Foto: © DPPI

La FIA avanza, pero la F1 aún pide más cambios tras Miami

Las primeras modificaciones técnicas de la era 2026 muestran avances, aunque pilotos y equipos coinciden en que todavía no son suficientes.

El primer paquete de ajustes reglamentarios introducido por la FIA en la temporada 2026 de Fórmula 1 dejó sensaciones mixtas tras su puesta a prueba en el Gran Premio de Miami.

Si bien las modificaciones apuntaban a corregir algunos de los problemas detectados en el inicio de la nueva era híbrida —con un 50% de protagonismo eléctrico—, la evaluación general en el paddock sugiere que el camino recién comienza.

Ajustes técnicos con impacto limitado

Entre los cambios más relevantes, se redujo la recarga máxima en clasificación a 7 MJ y se incrementó la potencia de recuperación a 350 kW, buscando evitar pérdidas de rendimiento en vueltas rápidas.

En carrera, el Boost quedó limitado a 150 kW, mientras que el sistema MGU-K opera normalmente a 250 kW, con picos de hasta 350 kW en zonas específicas para favorecer los adelantamientos.

Además, se introdujeron medidas de seguridad como la automatización del despliegue del MGU-K en la salida y la incorporación de luces intermitentes para advertir desaceleraciones bruscas.

Opiniones divididas en el paddock

Pilotos como Oscar Piastri valoraron positivamente los cambios, considerándolos “un paso en la dirección correcta”, especialmente en clasificación, donde el comportamiento del monoplaza resultó más natural.

Una visión similar expresó Kimi Antonelli, quien destacó mejoras en la sensación general durante las sesiones del sábado.

Sin embargo, no todos comparten el optimismo. Lando Norris fue más crítico al señalar que los pilotos siguen siendo penalizados por llevar el coche al límite, algo que, según su visión, contradice la esencia misma de la Fórmula 1.

Debate técnico y visión a futuro

Las críticas de Norris incluso apuntan a un cambio más profundo en la filosofía técnica, cuestionando el rol actual de la batería en la categoría. En paralelo, el presidente de la FIA, Mohammed Ben Sulayem, ha dejado abierta la puerta a un posible regreso de motores V8 hacia 2030, lo que refleja que el debate está lejos de cerrarse.

Seguridad y aerodinámica, los grandes pendientes

Más allá del rendimiento, la seguridad sigue siendo un punto sensible. Incidentes recientes, como el accidente entre Oliver Bearman y Franco Colapinto en Suzuka, han reavivado preocupaciones sobre las diferencias de velocidad en pista.

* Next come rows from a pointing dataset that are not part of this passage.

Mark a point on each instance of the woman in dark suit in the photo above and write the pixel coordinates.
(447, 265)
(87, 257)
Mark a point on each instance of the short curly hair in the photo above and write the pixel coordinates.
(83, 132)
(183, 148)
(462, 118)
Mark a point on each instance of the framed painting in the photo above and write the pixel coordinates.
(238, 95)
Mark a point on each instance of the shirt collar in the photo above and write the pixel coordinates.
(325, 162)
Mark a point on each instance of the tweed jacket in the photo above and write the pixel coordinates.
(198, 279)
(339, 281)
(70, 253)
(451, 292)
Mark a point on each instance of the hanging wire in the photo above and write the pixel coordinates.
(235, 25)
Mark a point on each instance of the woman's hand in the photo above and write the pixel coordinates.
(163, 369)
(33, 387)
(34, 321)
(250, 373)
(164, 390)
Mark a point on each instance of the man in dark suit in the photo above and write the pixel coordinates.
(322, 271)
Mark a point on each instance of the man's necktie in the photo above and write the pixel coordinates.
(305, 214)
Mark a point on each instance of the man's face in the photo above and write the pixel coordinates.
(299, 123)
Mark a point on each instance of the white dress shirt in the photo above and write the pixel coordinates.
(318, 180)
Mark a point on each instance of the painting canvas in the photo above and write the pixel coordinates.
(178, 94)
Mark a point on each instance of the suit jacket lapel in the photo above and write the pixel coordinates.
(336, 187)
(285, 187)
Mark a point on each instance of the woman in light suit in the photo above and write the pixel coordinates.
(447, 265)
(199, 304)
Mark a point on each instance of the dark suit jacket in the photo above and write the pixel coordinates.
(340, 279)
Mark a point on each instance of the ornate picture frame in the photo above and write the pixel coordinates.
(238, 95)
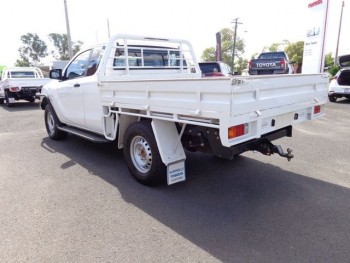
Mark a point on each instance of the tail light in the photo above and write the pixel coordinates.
(283, 63)
(216, 74)
(14, 89)
(317, 109)
(250, 64)
(238, 130)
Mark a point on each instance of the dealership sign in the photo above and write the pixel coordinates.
(314, 45)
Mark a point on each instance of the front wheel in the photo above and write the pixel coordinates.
(7, 100)
(51, 124)
(142, 155)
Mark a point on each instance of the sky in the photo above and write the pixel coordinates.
(263, 22)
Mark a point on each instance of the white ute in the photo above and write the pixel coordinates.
(148, 95)
(21, 83)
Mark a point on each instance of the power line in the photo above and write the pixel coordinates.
(235, 22)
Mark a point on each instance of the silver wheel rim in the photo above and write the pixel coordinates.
(50, 123)
(141, 154)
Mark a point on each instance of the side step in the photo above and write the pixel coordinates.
(84, 134)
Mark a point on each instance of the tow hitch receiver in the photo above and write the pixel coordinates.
(278, 149)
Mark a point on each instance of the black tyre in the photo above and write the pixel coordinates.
(7, 101)
(142, 155)
(51, 124)
(332, 98)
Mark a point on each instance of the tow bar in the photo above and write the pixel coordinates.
(278, 149)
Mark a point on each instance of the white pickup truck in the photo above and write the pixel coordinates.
(148, 95)
(21, 83)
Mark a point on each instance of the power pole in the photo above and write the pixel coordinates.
(341, 18)
(70, 51)
(235, 21)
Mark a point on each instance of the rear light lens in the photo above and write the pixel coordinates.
(283, 63)
(317, 109)
(238, 130)
(14, 89)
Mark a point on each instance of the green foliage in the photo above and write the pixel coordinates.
(333, 70)
(60, 42)
(241, 64)
(226, 49)
(329, 60)
(32, 50)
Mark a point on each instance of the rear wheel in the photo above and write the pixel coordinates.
(51, 124)
(142, 155)
(332, 98)
(7, 100)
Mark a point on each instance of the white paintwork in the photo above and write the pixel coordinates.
(8, 81)
(171, 95)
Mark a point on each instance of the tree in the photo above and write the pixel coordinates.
(32, 51)
(226, 48)
(60, 42)
(295, 53)
(277, 46)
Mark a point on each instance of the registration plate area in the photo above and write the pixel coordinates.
(277, 122)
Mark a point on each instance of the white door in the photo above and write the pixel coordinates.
(70, 91)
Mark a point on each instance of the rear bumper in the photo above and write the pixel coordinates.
(339, 92)
(262, 144)
(24, 93)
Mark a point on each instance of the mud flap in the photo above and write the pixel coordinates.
(170, 149)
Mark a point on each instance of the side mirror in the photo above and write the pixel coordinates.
(55, 74)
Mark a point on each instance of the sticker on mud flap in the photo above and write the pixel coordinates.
(176, 172)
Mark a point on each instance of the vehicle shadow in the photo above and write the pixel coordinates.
(342, 101)
(238, 211)
(22, 106)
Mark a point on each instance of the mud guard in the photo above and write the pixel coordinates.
(170, 149)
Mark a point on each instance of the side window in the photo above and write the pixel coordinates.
(77, 67)
(94, 60)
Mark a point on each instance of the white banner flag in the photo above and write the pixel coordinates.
(313, 57)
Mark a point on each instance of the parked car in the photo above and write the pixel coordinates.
(339, 86)
(215, 69)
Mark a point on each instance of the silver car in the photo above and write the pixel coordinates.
(339, 86)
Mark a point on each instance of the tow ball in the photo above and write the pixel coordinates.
(278, 149)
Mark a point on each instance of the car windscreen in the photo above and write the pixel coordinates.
(21, 74)
(272, 55)
(209, 67)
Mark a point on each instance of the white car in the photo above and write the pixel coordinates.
(339, 86)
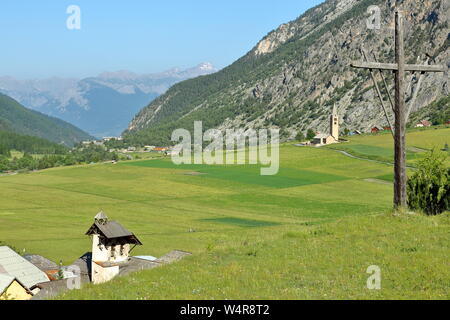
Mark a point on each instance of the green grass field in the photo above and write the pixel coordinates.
(310, 232)
(381, 146)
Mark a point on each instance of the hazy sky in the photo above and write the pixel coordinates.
(138, 35)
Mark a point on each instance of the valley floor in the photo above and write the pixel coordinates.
(310, 232)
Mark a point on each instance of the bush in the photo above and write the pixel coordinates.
(429, 187)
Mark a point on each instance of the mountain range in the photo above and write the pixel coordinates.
(102, 105)
(17, 119)
(294, 76)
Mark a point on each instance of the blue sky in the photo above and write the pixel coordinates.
(142, 36)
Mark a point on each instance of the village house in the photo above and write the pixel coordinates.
(13, 289)
(19, 276)
(333, 137)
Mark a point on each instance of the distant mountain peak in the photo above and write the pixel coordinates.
(101, 105)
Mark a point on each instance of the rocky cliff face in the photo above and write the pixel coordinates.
(294, 76)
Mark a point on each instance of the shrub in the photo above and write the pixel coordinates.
(429, 186)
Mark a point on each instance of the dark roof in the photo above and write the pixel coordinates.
(113, 230)
(41, 262)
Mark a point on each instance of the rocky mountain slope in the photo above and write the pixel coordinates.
(102, 105)
(18, 119)
(292, 78)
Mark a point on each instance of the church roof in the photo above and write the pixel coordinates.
(113, 230)
(101, 216)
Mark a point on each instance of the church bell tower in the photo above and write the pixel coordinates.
(334, 124)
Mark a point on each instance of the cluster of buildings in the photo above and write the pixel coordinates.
(35, 277)
(332, 137)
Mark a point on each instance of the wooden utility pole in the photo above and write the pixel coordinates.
(400, 196)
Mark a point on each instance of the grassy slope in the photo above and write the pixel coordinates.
(255, 238)
(380, 146)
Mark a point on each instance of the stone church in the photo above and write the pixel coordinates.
(333, 136)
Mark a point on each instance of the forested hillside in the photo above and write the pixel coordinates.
(292, 78)
(16, 118)
(12, 141)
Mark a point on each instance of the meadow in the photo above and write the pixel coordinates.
(310, 232)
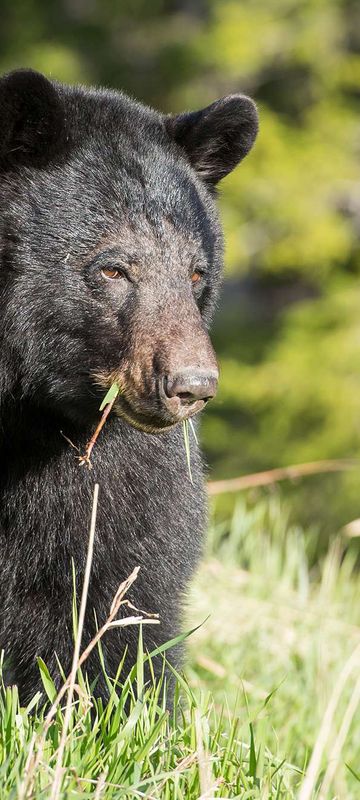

A esto se suma la complejidad que introduce la aerodinámica activa, que dificulta las maniobras defensivas y exige mayor anticipación y confianza entre pilotos.

Un proceso en evolución

El consenso es claro: los cambios implementados representan un avance, pero insuficiente. Las limitaciones técnicas del reglamento actual condicionan la capacidad de reacción inmediata, lo que obliga a pensar en ajustes progresivos.

Con el Gran Premio de Canadá en el horizonte, la FIA dispone de poco margen para seguir afinando el reglamento. El desafío será encontrar soluciones que mantengan el equilibrio entre espectáculo, seguridad y competitividad.

Porque si algo dejó claro Miami, es que la nueva era de la Fórmula 1 aún está en plena construcción.